It's Our City. Let's Fix It Now...Before It's Too Late!
When Norm Rice was elected Mayor of Seattle in 1989, downtown Seattle was a mess. Crime was rampant, and major retailers were struggling. Rice made the effort to revitalize downtown the centerpiece of his mayoral agenda, and it was a major success.
Later in 2005-06, the City failed to follow the lead of Councilmember Peter Steinbrueck and the recommendations of expert land-use planning consultants from Vancouver, B.C. to secure the conditions for fair and lasting residential development standards for downtown Seattle.
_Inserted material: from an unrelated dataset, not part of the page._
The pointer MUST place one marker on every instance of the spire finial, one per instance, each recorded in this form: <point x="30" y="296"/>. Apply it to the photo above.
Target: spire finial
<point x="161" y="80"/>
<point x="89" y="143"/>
Consequently, today we have a “wild west” style residential high-rise building boom with virtually no rules to do it right.
If that were not dangerous enough, we have the current Mayor piling on with his short-sighted plan for affordable housing, designed to cash in on the current building boom (for which he is probably too late) by proposing upzoning to allow even larger residential buildings with still no livability protections (such as reasonable tower spacing and alley setbacks) for downtown residents.
All downtown residents should be aware of the risks to downtown’s future and to their livability if changes are not made, and made now, to what the Mayor is proposing. Downtown Seattle won’t be a place that people want to live if the City continues to erode livability by allowing taller and fatter residential high-rises closer together without adequate light, air, and privacy. That is a recipe for disaster for the future of Seattle, because it will “kill the goose that lays the golden egg” for funding affordable housing
However, if residential development standards such as tower spacing and alley setbacks are included in the Mayor’s affordable housing legislation, we will save downtown Seattle for another generation of residents, maintain development capacity for developers, and provide the funding for Affordable Housing.
If you agree, please speak up. Tell Mayor Murray, Councilmember Sally Bagshaw, and the media what you think.